At the Consumer Electronics Show (CES) in Las Vegas, VW revealed the first vehicles to integrate the ChatGPT chatbot into VW’s current IDA digital voice assistant. VW is working with Cerence Inc.’s Cerence Chat Pro to enable IDA to work with ChatGPT. Cerence Chat Pro integrates an automotive-grade ChatGPT with IDA and keeps personal and identification data separate from ChatGPT.
In an announcement at CES, VW detailed which vehicles that use the latest version of VW’s infotainment system will use ChatGPT with the IDA assistant. Those vehicles include VW ID.7 EV, ID.4, ID.5, and ID.3, plus the all-new VW Tiguan, Passat, and Golf versions.
In only 14 months since ChatGPT entered general public awareness, the large language model (LLM) artificial intelligence application has shaken the world. Companies, governments, and consumers balance the exciting potentials and risks of ChatGPT and other LLMs. LLMs already assist in tasks ranging from mundane to creative. There are concerns about data privacy, AI running out of human control, and the potential for bad actors to use LLMs for evil purposes. Love it or fear it, LLMs are here and will not disappear.
The automotive industry must get in front of LLMs as early as possible. Car companies worldwide took too long to accept and integrate cellular telecommunications and smart device technologies. A common statement in the late 90s was, “We can’t have cars that reboot while traveling at high speeds on the highway.” Eventually, the automakers began to catch up with smart devices, though some Apple CarPlay and Android Auto interfaces still act like 1999.
It will be handy when you can ask ChatGPT questions and get fuller, better answers than we get today from Alexa, Siri, or Google Assistant. The most important thing to get from integrating ChatGPT with in-car information systems will be improved safety. Fully autonomous driving in other than limited test platforms remains relatively distant. Still, many drivers are increasingly dependent on advanced driver assistance systems (ADAS) such as lane-keeping, adaptive collision avoidance, and obstacle detection and response.
Large-scale use-testing is imperative to integrate LLMs with vehicle information and automation systems safely. Indeed, we’ve learned that test campuses and other limited region trials aren’t sufficient to vet self-driving cars thoroughly. The sooner the automotive industry can learn from experience with the gifts and the potential threats of LLMs, the better.
The mechanism for VW’s IDA and ChatGPT, as outlined in the VW news release, adds ChatGPT as an extra layer of information to IDA. Users won’t need to enter a new system or use different prompts or interfaces. Cerence Chat Pro will control when IDA information or responses are insufficient and then access ChatGPT for additional information or insight.
According to VW, Cerence Chat Pro will also assist in developing VW’s systems by identifying additional ways to increase the value of IDA’s capabilities.

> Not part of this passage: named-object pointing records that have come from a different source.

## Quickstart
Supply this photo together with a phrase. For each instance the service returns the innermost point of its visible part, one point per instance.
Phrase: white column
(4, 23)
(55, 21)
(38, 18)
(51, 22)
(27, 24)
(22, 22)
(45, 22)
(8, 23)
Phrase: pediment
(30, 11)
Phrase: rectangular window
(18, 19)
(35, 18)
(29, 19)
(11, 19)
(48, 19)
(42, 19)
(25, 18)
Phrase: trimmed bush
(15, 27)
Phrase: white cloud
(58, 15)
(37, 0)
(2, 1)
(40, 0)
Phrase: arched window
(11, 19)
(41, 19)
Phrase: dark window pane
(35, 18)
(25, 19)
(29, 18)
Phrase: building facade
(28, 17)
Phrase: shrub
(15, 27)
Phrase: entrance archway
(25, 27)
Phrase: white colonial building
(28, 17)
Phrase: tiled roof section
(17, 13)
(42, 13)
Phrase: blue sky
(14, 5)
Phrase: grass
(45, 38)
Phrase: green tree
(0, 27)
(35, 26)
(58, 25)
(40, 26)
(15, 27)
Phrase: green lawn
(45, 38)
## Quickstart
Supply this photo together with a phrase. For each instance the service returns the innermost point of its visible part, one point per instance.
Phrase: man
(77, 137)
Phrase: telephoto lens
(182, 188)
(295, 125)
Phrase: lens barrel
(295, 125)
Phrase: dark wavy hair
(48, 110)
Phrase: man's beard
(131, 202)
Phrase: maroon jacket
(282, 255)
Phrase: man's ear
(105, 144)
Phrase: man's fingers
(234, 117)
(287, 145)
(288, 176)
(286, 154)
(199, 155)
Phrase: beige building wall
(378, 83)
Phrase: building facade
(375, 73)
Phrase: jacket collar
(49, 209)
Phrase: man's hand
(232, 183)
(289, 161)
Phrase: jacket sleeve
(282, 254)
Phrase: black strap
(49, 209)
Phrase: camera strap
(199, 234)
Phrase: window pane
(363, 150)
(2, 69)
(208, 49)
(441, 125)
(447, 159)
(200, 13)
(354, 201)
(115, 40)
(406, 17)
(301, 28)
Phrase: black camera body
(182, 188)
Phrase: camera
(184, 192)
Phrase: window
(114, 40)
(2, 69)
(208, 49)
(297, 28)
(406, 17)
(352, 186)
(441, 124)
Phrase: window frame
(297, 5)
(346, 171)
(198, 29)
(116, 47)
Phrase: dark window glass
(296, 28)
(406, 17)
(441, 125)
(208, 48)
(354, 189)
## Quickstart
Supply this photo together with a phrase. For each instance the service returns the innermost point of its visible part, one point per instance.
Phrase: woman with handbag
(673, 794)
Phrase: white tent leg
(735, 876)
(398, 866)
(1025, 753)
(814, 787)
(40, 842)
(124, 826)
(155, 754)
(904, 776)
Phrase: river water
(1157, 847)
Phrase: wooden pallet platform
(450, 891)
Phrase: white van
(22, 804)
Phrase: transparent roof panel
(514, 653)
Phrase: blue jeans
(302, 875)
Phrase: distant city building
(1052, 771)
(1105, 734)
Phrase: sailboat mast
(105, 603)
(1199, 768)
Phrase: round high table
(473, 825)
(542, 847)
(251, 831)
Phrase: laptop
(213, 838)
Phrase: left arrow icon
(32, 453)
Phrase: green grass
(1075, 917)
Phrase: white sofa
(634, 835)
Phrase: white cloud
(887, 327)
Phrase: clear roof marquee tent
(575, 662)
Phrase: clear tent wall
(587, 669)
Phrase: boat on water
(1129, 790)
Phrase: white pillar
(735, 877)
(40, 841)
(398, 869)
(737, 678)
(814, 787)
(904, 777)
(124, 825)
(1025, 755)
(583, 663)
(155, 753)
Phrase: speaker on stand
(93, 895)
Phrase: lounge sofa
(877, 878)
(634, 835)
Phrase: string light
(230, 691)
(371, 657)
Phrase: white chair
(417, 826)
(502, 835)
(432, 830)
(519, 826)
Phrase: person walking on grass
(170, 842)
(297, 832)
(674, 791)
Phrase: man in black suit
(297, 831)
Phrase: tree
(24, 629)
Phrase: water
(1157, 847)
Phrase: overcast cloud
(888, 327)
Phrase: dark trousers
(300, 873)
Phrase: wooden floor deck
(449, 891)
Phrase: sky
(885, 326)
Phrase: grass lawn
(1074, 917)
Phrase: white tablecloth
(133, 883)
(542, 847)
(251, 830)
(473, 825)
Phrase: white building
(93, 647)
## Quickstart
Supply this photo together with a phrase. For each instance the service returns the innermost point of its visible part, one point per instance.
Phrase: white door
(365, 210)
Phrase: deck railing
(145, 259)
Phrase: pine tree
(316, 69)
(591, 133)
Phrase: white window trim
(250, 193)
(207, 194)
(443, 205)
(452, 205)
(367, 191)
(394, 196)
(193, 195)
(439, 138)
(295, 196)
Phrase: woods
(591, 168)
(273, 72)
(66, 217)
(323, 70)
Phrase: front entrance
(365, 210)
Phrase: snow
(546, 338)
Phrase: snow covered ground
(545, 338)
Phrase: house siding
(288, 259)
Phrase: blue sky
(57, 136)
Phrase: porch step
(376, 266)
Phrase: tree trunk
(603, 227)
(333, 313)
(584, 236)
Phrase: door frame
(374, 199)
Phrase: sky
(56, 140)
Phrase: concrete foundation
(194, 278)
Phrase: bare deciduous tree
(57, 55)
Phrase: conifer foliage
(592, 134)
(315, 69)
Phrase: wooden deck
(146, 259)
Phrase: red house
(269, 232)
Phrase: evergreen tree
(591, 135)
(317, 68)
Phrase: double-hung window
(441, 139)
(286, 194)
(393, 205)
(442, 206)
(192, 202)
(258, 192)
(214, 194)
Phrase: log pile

In the 1990s, when E-ZPass in-car transponders for paying highway and bridge tolls were first introduced, I had a friend who didn’t want to use an E-ZPass because he didn’t want anyone else to know where he traveled. Today, highway cameras capture vehicle information at full speed and send bills to the addresses of the owners of vehicles that don’t have transponders.
According to VW and Cerence, all information and interactions with IDA will be private and not shared with ChatGPT. ChatGPT won’t know where you are, your car’s service due dates, or the questions you ask IDA. ChatGPT won’t learn and, therefore, cannot share any private information about you or your vehicles with others.
It’s not a given that VW will integrate ChatGPT with IDA in the U.S. VW plans to offer the ChatGPT function with new vehicles in the second quarter of 2024, but adding the application in the U.S. is in consideration.